First a little context for you. Our most recent Hackathon saw us make a Create a Wapuu app. Wapuu is kind of a big deal in the WordPress community. As part of the MVP and presentation, the team made a Wapuu. We grabbed an image of the little guy for Facebook and Instagram. I first shared it to Facebook and got the expected response.
Move along there’s nothing to see here. Wow. Flaming wreckage.
The two loves were from the wider company family. I wish I was joking. This shouldn’t have happened like this. This should have been a moment of glory. The WordCamp mascot is much loved. And, I mean much loved. This mashup should have made the people laugh. They never even had a chance.
Finally, I noticed that Wapuu went back to Facebook; just five days after his initial outing, but I left it to see what would happen. I was curious since I had a post reach four people last week when the Messenger button was auto-selected.
It turns out that Wapuu did quite well, thank you very much, and suffered no ill-effects from the duplicate post in such a short time.
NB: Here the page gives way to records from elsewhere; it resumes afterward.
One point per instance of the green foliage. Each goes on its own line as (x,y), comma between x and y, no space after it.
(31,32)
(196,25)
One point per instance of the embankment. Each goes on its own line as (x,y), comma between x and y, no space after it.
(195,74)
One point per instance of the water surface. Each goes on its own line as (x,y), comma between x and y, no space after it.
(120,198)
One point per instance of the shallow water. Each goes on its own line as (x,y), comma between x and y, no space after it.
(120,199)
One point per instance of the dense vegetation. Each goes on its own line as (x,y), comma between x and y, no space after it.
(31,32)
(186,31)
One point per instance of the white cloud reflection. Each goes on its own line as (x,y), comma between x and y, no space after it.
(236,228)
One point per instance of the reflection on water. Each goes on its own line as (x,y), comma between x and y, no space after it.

Wapuu got a nice organic reach boost of 39% and some more reactions. It makes sense that the Instagram numbers would feed into the algorithm, but I was surprised given the proximity of the posts.
I also ran a similar experiment with link posts. Obviously, the link is unclickable in Instagram, but when it carries over to Facebook the link is clickable.
I am a reasonable guy, but that image is awful when it makes it to Instagram. However, it was popular enough.
Social media case study #3: New tools, same problems
I wanted to find some ways to make my life a little easier, and since my wife really loves the dog, I had a look at social media tools. Is this a case study? Not quite, but I have been meaning to try a different batch of tools for some time and now I have an excuse.
The best option for Facebook is to dig in and set it manually then tweak with the debugger.
The posting options to queue, schedule, evergreen queue are nice. I can see why some of these tools are getting so much traction but Content Studio lacks decent insights at this stage. There’s not much data for digging when compared to a tool like Keyhole and I got a few errors when I tried to compare pages.
I threw a trio of images at Lisa and she picked one without me in it. Clearly, the AI is broken. I also found the hashtags to be…questionable at best. If you look closely you’ll notice #asklisa is in there twice. That’s a little presumptious Lisa.
Conclusion
I will also devote some time to Pinterest now that we have completed the setup there.